The day after the Computer told him that his Jumpin’ Planet was finished, Tom Turpin entered it. It was ten in the morning; the sky was blue except for a few high-seeming, thin, cotton-white clouds. Tom went down the steps leading into it and found, as he had ordered, his chauffeur and his pink 1920 convertible Mercedes-Benz waiting for him. The android chauffeur was six feet three inches tall, pale-skinned, blue-eyed, and yellow-haired. He also was the ugliest white man Tom had ever seen, because his face had been designed by Tom himself. He wore a typical chauffeur’s uniform except it was pink. “To go with the car,” Tom had told the others.

He got in the back seat and said, “Home, James.” The beauty started up fine, its motor purring, and they began the long winding drive through the tunnel formed by trees with interlocking branches.

“Shouldn’t of made the road so narrow,” Tom muttered. “But, what the hell, there won’t be any oncoming traffic.”

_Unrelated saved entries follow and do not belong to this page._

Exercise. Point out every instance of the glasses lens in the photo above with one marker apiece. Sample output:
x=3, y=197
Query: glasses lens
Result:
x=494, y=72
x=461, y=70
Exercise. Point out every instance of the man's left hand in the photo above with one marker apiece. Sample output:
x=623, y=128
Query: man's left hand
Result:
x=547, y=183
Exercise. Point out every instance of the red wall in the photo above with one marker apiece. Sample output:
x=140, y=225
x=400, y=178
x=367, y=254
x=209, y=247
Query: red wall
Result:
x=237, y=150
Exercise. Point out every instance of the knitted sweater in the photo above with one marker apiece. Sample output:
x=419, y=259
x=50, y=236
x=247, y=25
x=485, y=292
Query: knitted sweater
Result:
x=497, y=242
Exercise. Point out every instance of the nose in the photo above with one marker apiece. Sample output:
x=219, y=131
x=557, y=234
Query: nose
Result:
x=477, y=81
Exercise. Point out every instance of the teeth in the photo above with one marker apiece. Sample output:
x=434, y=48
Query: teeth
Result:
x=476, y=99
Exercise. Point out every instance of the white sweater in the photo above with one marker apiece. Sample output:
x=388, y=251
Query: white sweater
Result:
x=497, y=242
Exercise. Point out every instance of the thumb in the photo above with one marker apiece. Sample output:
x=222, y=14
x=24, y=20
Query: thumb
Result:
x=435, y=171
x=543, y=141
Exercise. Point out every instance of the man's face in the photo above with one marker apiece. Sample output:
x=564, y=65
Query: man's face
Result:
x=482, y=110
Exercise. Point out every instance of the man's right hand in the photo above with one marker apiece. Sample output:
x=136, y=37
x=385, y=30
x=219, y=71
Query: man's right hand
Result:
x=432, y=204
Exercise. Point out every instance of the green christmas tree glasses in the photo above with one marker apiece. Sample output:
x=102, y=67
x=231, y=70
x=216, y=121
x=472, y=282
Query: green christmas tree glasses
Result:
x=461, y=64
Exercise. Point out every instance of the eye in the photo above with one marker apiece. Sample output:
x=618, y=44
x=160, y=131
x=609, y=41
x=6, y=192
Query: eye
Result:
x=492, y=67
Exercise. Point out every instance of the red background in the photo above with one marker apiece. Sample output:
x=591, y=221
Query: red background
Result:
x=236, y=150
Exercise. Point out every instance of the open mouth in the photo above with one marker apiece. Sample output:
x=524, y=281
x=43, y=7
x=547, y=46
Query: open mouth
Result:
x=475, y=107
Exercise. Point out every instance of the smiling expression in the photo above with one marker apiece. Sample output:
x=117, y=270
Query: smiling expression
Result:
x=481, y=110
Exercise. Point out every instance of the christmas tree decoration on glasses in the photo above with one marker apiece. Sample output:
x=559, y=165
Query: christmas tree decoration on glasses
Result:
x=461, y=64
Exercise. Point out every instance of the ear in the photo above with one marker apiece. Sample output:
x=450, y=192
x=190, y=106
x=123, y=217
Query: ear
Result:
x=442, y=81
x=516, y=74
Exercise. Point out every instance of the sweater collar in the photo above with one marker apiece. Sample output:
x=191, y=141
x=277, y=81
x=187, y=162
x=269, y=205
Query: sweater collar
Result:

After a while the woods thinned out, and they passed along the edge of a lake. Its surface was brilliantly colored with ducks and geese and herons and cranes in the shallows dipping to catch fish. It was also noisy with honks and screeches and weird loon cries.

The road took them away from Turpinville near the edge of the vast chamber. “Wouldn’t know it if I didn’t know it,” Tom said. “Looks like more forest and hills there. I ain’t gonna touch the wall. I want to keep the illusion.”

From the entrance, a straight path to Turpinville was only two and seven-tenths miles. The road designed by Turpin took up almost ten miles, however, to the town, and he could have taken a branch road and made the trip twenty-two miles. Now and then he glimpsed the roof of his town, and his heart surged with pride. “Mine, all mine.”

When they drove from the dark forest into Turpinville, he wished that he had arranged for a big band and a crowd to greet him. The place was so empty, so silent. “A ghost town before its time,” he said. “Well, it’ll be leaping with sound and people before long.”

The car pulled up in front of the Rosebud, and Tom got out.

He walked across the town square to the central fountain, took a silver cup from a hook on the fountain, dipped it into the strong-smelling liquid, and drank.

“Man, that’s the best! But I need the old crowd, the music, the smoke, the laughs, the … friends. No fun drinking by yourself, talking to yourself.”

He went into the Rosebud, took the ornate elevator to the third floor, entered his suite, went into the room where a huge console stood, and began the search.

Three weeks later, he had not just the forty or so people he had intended, but two thousand.

“It’s nigger heaven,” he told his former companions during one of the rare times he attended their soirees. “It’s like a flea circus. Everybody’s jumping.”

Tom was amused when Frigate winced at “nigger heaven.” Frigate was a liberal who found such terms repulsive. Tom would not tolerate these from others, unless they were black, but he had no hesitation using them himself. When Frigate asked him why he did so, Tom replied that it was just his way. He hadn’t been able to break his old Earth habit.

“You’ve lived long enough on the Riverworld to get over that,” Nur said.

“It takes away the hurt.”

“Whipping yourself is a curious method of salving wounds,” Frigate said.

There seemed to be no answer to that. Aphra said, “When are we going to see your world?”

“How about next Friday?” Tom said. “You’ll be all right. You’ll have a good time. I told my friends about you, and they don’t mind you coming.” He laughed. “Long as you know your place.”